I rolled my eyes at him, though I was amused. "The point is, you know what you're doing, and you're good at it. We have fifty years to get our shit together, magically and politically, before gods can take pot-shots at us again, and we'd like you to handle everything west of Borlaen Pass so that we can worry about the magic instead of the politics." It was a huge swathe of land – one that included all of Sagebrush Duchy, what had been the Duchy of Mists and which was now simply Mercy's land, and a significant swatch of the mountains east of both – and I was willing to bet that Ace would know precisely what that region included.
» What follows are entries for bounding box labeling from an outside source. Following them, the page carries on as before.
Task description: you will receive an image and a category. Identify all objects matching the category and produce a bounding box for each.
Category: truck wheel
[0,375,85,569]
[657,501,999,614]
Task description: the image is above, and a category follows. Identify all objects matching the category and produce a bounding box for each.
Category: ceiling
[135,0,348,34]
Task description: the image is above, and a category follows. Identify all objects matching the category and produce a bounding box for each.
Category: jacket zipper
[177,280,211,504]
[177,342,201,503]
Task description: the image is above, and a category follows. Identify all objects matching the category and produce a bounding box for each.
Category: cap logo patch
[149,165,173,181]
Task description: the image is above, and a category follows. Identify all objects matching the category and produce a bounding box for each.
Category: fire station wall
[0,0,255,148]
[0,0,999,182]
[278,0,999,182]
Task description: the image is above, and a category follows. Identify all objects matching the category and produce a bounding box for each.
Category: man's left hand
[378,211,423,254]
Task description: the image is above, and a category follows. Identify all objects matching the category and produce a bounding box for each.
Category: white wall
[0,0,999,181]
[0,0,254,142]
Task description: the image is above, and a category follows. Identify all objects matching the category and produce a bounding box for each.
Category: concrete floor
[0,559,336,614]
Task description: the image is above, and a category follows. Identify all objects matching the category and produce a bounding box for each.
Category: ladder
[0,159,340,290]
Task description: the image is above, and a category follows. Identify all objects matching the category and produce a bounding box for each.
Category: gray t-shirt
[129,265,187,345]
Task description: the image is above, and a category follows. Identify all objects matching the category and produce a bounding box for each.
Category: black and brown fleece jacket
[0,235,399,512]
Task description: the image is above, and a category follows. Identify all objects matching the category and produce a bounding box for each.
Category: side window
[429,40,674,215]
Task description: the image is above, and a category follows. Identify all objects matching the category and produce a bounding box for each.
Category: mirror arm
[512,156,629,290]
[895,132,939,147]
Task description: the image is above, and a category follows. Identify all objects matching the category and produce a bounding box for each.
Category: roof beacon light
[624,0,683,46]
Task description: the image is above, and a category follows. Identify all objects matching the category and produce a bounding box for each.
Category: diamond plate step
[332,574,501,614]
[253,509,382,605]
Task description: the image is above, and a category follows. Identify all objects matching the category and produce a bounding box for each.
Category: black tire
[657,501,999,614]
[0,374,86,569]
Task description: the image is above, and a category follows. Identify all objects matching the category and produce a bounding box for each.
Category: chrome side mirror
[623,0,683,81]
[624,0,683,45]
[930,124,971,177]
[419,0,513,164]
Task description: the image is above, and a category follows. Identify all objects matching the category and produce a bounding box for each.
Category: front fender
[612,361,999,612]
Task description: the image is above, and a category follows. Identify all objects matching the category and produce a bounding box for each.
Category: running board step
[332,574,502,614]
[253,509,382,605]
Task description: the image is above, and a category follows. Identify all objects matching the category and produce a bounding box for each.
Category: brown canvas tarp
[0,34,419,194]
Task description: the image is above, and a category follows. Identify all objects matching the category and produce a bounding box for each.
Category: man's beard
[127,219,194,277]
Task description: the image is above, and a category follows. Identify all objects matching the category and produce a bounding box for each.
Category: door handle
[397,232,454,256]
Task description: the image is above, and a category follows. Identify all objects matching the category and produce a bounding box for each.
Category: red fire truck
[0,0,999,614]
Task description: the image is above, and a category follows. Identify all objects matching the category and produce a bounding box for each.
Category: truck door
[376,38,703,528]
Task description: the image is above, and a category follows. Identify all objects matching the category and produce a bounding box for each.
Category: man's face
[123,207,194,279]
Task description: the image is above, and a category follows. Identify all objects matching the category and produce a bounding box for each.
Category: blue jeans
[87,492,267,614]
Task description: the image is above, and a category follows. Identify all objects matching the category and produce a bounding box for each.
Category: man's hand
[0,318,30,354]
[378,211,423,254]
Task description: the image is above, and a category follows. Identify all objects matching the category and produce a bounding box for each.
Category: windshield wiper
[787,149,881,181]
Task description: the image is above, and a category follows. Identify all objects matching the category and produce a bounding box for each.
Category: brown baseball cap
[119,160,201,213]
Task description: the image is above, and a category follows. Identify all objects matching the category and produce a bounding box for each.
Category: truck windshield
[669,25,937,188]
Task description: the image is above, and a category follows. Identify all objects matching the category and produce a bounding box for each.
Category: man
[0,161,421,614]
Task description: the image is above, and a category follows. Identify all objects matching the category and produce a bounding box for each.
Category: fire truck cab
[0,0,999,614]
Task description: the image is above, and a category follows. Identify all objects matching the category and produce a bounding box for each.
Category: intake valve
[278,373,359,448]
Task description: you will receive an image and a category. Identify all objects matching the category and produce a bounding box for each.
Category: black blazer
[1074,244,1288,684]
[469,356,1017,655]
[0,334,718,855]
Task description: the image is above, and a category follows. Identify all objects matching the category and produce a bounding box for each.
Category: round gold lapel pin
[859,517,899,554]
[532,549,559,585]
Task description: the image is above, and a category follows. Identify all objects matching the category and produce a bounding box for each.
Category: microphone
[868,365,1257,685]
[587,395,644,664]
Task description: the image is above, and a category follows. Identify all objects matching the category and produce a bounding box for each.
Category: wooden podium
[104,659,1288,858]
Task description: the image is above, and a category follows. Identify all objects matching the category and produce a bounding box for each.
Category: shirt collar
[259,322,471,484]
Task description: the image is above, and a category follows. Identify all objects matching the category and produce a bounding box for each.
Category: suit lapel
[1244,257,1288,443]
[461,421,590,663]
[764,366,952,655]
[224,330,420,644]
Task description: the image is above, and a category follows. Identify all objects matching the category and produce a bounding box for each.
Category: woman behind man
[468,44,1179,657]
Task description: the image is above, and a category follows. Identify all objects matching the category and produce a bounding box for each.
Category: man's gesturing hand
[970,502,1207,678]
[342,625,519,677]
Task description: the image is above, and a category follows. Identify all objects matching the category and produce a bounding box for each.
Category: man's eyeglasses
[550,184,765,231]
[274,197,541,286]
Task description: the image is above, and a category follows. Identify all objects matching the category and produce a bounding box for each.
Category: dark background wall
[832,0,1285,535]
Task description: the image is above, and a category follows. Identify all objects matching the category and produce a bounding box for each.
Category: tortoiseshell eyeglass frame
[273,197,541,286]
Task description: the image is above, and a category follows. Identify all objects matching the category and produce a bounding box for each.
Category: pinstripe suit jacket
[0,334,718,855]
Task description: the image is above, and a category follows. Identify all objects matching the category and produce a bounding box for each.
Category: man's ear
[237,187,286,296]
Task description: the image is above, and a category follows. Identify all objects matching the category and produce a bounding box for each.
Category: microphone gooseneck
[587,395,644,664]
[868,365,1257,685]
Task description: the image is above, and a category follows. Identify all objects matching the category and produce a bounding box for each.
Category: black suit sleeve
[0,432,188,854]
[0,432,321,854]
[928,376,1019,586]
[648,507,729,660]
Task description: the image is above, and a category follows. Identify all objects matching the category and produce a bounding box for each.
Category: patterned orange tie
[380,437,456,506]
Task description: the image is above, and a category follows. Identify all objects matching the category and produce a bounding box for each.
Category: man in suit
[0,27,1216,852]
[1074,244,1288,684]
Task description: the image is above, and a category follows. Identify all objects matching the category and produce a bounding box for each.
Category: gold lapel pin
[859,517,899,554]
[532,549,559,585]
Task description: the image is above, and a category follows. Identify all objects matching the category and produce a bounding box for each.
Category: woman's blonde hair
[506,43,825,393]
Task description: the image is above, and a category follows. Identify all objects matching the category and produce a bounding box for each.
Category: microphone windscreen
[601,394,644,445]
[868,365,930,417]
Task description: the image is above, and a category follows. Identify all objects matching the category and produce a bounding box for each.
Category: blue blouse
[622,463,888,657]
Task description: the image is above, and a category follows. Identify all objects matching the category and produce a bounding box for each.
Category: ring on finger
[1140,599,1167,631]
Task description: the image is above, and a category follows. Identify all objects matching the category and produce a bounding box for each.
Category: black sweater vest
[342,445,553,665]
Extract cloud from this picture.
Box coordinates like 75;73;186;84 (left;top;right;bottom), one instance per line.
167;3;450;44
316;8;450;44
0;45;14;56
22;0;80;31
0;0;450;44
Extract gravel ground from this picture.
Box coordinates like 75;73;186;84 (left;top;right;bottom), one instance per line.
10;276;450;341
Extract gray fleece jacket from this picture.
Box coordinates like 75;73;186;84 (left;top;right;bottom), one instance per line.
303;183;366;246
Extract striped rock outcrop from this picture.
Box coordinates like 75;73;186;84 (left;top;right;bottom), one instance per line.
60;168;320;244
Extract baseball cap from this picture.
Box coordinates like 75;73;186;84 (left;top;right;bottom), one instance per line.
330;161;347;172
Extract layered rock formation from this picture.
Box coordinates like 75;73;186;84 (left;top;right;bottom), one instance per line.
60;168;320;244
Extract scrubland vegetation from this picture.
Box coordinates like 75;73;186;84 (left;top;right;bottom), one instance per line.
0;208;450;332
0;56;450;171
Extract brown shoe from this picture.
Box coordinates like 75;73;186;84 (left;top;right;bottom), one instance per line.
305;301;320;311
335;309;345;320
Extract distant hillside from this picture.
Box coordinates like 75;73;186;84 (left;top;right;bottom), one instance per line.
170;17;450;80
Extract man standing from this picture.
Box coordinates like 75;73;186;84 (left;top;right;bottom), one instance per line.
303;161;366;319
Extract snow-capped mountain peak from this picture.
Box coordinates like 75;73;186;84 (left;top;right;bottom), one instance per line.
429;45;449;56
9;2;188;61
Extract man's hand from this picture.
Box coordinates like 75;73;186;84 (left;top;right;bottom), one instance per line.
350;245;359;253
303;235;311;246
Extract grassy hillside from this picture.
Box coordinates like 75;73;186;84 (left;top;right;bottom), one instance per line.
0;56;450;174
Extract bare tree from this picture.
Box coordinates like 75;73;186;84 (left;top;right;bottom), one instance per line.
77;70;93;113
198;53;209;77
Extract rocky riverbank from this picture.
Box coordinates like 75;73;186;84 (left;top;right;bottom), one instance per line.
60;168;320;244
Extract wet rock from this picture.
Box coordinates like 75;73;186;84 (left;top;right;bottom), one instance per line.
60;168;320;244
"That includes political dealings with Pinesap, Serpent, and Icewind Courts, and probably Aspen Court, too, since they're upriver," Cass added, before Ace could do more than cover his mouth with one hand. "The establishment of trading routes with Lightning Court and the city of Maestrizen, and preferably also the Lost Isles and across the Western Sea. Seasonal reports, and all the paperwork that comes with them. It's a fucking hard task, and it requires a sovereign to do it." Cass shrugged his wings again, as if he didn't care how Ace answered. "Three hundred years of working to defend this Court instead of working to break it seems like a suitable repayment for your actions."
Ace took a shaky breath. His eyes gleamed wet in the sunlight. "And after that?"
"Do a tolerably good job, and I imagine I'll see little reason to change the status quo," Cass said. "You'd be an established sovereign prince, these lands would be prospering, and our coastal trade would be greatly improved from its current sad state. Why would I seek to harm the man who did that?" He tossed back the last piece of his pastry and washed it down with the last of the tisane. "Vow not to seek harm against the Court of Mercy for the next three centuries, until the repayment of your treason is complete, and this," he said, tugging off the golden signet ring he'd worn here, one which granted the wearer the authority to speak for all of Mercy, "is yours."